The balance-sheet of these major telecom operators in India came under major pressure in the third quarter (October-December) of the current fiscal.

Vodafone India earlier said its service revenue declined 1.9 percent in Q3 fiscal 2017 against 5.4 percent increase in Q2, due to competitive pressure following free services offered by the new entrant.

Data browsing revenue growth slowed from 16 percent in Q2 to 0.6 percent in Q3 due to the impact of free services from Jio. Jio forced Vodafone India to report quarter-on-quarter decline in data mobile customer base to 65 million from 69.6 million in Q2, mainly reflecting fewer 2G users.

Vodafone India’s 3G / 4G customer base declined slightly quarter-on-quarter to 35 million. Mobile data pricing declined 11 percent year-on-year, while the growth in data usage per customer slowed to 15 percent compared to 28 percent in Q2, reaching 505MB in Q3.

Vodafone Group noted the Jio pressure on its India business’ data subscriber base in Q2 of fiscal 2017. Vodafone India’s 70 million data subscribers including 36 million 3G / 4G subscribers in Q2 did not grow from Q1.

Margin pressure on telecom operators will continue as long the free data offer from Reliance Jio continues. “As and when Reliance Jio decides to withdraw its offer and start charging for its data services, then it will be a different matter,” said Arpita Pal Agrawal, partner and leader, Telecom Industry Practice, PricewaterhouseCoopers India.

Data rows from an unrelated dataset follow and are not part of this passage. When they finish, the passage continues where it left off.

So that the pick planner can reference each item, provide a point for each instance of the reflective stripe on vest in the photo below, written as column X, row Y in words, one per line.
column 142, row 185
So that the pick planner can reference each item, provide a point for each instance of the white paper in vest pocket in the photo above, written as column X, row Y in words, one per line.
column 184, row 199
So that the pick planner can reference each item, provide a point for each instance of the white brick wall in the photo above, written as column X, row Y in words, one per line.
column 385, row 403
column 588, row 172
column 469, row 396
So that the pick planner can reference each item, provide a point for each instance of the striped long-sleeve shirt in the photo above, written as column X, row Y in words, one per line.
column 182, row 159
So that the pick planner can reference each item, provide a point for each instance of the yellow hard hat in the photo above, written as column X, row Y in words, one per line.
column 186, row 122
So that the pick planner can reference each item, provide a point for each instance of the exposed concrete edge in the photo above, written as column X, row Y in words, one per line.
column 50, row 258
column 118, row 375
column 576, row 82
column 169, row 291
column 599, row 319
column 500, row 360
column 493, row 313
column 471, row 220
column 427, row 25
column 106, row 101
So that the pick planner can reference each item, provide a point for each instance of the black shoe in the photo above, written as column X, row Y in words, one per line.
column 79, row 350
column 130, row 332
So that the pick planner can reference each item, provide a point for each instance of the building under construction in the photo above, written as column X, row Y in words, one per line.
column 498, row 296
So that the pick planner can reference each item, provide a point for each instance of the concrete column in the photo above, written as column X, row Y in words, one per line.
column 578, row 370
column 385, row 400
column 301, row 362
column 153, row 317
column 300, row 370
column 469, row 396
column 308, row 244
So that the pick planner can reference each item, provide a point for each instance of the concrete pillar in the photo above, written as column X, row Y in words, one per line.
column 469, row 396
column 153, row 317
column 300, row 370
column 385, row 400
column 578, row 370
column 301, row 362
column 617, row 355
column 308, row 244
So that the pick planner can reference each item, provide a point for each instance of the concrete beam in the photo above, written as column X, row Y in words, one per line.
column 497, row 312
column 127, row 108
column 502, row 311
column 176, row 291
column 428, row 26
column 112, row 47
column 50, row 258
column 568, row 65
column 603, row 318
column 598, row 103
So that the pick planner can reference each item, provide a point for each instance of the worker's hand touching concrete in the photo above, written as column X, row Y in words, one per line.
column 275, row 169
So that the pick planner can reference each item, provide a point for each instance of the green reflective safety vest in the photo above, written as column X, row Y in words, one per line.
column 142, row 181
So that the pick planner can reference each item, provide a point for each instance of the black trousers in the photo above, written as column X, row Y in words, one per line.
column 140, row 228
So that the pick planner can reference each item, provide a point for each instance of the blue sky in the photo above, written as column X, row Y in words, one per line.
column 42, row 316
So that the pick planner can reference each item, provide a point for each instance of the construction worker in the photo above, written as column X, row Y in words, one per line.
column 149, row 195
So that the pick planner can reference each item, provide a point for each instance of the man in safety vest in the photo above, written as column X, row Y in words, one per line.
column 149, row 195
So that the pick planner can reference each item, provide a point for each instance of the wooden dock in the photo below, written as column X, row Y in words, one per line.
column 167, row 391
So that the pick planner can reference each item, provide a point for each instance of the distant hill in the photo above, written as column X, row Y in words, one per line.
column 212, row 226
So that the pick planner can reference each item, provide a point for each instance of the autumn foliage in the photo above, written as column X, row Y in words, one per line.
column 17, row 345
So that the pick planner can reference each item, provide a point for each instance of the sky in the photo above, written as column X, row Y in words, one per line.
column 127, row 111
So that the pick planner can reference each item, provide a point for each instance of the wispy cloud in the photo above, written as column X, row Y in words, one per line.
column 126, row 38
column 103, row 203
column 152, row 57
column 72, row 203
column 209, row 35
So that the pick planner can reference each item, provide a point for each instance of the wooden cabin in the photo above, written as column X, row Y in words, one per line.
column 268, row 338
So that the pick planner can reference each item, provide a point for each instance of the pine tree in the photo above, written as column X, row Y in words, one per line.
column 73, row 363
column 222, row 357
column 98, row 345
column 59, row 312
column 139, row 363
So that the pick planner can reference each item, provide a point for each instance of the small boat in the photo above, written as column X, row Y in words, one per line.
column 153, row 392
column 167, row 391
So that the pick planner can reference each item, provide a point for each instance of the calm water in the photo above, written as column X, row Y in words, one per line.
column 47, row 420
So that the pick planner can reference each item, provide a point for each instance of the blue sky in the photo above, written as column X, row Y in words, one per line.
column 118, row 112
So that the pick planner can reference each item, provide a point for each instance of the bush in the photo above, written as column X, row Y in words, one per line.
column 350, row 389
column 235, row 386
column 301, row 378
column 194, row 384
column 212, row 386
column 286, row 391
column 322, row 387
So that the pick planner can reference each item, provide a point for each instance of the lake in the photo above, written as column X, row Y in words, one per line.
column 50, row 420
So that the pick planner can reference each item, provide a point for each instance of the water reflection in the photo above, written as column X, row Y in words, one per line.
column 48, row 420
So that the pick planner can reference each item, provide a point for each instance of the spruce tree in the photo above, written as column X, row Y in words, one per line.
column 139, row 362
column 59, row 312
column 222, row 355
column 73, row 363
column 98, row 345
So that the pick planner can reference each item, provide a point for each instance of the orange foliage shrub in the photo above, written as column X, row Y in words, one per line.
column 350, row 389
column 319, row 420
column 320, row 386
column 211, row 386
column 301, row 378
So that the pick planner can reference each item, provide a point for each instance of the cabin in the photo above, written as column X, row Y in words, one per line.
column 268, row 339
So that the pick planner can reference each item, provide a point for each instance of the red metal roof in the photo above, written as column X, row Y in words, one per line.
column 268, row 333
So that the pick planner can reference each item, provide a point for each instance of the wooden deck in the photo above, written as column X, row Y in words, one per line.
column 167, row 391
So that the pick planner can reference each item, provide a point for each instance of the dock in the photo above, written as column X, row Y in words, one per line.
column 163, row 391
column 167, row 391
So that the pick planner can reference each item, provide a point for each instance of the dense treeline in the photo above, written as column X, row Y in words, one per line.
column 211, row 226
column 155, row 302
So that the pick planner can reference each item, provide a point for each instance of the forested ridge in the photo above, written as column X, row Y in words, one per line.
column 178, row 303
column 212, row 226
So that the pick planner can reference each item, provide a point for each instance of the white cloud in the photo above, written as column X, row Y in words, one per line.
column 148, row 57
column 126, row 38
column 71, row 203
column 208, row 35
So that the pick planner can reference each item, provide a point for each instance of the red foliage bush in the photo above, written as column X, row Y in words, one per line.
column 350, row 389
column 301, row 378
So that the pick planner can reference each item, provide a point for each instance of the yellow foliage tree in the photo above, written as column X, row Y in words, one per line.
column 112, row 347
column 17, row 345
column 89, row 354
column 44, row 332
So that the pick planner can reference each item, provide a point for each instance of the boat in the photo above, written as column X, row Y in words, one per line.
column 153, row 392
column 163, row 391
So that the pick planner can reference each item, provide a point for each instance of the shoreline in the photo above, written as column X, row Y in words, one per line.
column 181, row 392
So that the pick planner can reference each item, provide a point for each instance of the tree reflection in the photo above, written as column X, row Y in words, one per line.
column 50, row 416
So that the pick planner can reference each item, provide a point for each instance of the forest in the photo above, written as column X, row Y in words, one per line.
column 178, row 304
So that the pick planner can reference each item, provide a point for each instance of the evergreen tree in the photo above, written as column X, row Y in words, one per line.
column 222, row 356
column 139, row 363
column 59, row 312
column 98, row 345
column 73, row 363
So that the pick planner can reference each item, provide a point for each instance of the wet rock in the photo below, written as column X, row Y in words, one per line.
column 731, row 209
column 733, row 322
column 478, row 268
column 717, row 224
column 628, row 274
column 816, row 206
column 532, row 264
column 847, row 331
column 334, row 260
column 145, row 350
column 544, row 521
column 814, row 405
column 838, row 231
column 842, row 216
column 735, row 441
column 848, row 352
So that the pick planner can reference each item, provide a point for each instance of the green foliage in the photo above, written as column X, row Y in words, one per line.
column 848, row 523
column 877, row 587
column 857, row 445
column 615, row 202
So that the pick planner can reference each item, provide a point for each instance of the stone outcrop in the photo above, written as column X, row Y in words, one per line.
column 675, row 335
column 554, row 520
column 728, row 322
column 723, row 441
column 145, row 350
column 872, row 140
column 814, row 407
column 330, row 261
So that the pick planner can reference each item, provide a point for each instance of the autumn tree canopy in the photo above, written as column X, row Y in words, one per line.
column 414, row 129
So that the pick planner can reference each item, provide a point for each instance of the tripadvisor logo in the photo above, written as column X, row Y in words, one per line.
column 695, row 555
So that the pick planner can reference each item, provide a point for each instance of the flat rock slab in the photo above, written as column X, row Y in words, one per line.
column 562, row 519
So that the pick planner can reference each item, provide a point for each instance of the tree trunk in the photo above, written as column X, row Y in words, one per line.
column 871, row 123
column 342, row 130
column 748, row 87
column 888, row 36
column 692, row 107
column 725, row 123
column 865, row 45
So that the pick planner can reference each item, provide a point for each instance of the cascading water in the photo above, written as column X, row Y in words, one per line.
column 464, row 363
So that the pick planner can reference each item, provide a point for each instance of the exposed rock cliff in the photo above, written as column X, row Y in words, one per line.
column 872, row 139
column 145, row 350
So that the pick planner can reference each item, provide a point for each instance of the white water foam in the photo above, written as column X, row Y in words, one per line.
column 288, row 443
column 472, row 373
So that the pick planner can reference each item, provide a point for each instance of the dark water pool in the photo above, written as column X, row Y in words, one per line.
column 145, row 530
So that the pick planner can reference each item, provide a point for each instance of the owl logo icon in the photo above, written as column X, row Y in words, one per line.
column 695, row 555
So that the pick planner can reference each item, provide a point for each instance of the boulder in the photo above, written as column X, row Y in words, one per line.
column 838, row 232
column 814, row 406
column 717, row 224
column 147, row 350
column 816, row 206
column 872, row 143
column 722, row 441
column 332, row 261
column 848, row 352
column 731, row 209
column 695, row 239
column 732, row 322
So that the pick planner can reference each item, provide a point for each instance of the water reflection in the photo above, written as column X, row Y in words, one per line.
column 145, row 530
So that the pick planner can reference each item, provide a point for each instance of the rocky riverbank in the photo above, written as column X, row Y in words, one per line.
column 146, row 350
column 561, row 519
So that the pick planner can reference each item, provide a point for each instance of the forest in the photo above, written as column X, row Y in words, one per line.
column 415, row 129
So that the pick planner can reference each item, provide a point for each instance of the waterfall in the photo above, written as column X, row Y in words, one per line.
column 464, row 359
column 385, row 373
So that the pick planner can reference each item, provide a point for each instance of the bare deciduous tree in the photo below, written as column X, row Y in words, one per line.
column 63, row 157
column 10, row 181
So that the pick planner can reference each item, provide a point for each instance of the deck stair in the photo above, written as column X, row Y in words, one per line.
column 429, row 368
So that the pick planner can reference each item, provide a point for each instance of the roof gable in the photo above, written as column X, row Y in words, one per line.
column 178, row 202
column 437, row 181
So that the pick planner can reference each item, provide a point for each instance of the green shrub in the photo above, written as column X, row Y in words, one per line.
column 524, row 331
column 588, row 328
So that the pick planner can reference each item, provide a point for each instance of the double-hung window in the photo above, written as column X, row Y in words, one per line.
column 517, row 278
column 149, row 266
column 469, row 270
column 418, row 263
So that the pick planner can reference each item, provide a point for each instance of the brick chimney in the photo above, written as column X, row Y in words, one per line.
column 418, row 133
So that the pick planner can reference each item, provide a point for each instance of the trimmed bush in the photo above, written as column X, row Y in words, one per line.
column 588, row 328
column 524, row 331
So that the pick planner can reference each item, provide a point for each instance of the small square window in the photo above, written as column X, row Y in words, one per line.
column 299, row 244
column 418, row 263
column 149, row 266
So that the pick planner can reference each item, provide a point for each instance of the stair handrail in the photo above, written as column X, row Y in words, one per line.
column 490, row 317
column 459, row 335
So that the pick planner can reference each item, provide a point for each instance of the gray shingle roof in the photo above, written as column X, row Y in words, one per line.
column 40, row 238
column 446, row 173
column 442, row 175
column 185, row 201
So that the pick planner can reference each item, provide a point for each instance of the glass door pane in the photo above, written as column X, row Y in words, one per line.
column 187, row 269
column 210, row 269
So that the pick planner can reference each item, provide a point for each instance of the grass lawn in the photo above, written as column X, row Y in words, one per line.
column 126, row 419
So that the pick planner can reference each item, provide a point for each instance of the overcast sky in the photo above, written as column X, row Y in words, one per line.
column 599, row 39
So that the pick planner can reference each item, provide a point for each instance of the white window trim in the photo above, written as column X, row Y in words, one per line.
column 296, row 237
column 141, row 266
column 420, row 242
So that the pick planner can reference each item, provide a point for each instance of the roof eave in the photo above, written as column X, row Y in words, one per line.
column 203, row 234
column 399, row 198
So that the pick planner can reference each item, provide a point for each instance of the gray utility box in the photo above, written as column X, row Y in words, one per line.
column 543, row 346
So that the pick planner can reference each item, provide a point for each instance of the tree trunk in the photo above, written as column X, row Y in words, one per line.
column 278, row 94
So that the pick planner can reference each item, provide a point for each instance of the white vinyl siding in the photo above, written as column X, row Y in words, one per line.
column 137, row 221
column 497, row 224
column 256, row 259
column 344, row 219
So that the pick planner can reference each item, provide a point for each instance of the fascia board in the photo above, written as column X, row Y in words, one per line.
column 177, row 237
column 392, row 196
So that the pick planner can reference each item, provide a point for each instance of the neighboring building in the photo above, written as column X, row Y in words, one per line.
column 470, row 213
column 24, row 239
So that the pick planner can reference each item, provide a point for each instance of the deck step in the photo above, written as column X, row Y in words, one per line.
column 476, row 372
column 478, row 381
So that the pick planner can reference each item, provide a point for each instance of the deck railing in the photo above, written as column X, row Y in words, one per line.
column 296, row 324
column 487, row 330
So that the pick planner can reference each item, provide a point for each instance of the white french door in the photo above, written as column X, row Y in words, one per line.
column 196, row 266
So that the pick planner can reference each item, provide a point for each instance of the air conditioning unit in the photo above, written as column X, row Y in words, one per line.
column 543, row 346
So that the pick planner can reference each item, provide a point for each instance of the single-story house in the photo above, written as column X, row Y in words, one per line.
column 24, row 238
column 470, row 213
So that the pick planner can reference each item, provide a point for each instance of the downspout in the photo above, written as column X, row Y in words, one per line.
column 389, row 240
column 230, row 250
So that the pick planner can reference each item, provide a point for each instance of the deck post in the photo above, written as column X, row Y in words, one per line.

“Customers will then compare telco offerings on parameters such as price points, throughput speed, tariff bundles, service experience to decide about their preferred operator option,” she added.

As announced earlier, Reliance Jio plans to offer free data to its customers till March 2017.
Reliance Jio share in Indian operator in DEC 2016
Bharti Airtel’s net profit for the third quarter of 2016-17 dropped by 55 percent while Idea Cellular reported a loss of Rs 478.9 crore for the same quarter. Reliance Communications too posted a net loss of Rs 531 crore in the quarter. Vodafone India, the other big telecom operator is not listed on any Indian bourse.

“The quarter has seen turbulence due to the continued predatory pricing by a new operator. The present termination costs at 14 paise which are well below cost has resulted in a tsunami of minutes terminating into our network. This has led to an unprecedented year-on-year revenue decline for the industry, pressure on margins and a serious impact on the financial health of the sector,” Gopal Vittal, Airtel’s MD and CEO, India & South Asia, had said in a statement earlier.

Idea Cellular too gave a similar reason for the sharp drop in earnings. “The Indian mobile industry witnessed an unprecedented disruption in the quarter of October to December 2016, primarily due to free voice and mobile data promotions by the new entrant in the sector,” the company statement said.

Reliance Communications attributed the loss to three factors. “The industry witnessed unprecedented competitive intensity. This was the first full quarter after company’s complete shutdown of its profitable CDMA operations. And there was an increase in amortisation and interest expense aggregating Rs 278 crore on account of capitalisation of 850 MHz spectrum liberalisation fee,” it said in a statement.

Reliance Communications is owned by industrialist Anil Ambani and Reliance Jio’s owner is his elder brother Mukesh Ambani.

Mahesh Uppal, director, Com First, a telecom consultancy firm, also said there is no doubt that the revenue drop in the third quarter was a direct consequence of Reliance Jio’s aggressive free data offers.

“Incumbent companies, like Airtel and Idea, are being forced to match the prices to remain competitive. The cut-throat pricing is likely to continue since Reliance Jio would want to use it to acquire a decent market share,” Uppal said.

“India is a very price sensitive market; any such offering tends to be disruptive. Incumbent operators need to implement strategies to retain their high-value customers,” said Rishi Tejpal, principal research Analyst for Telecom Business Strategy at Gartner.

“Operators need to implement data-oriented pricing strategies. Jio’s free voice service with free national roaming is a compelling offering and incumbents need to match their offerings to remain competitive,” he added.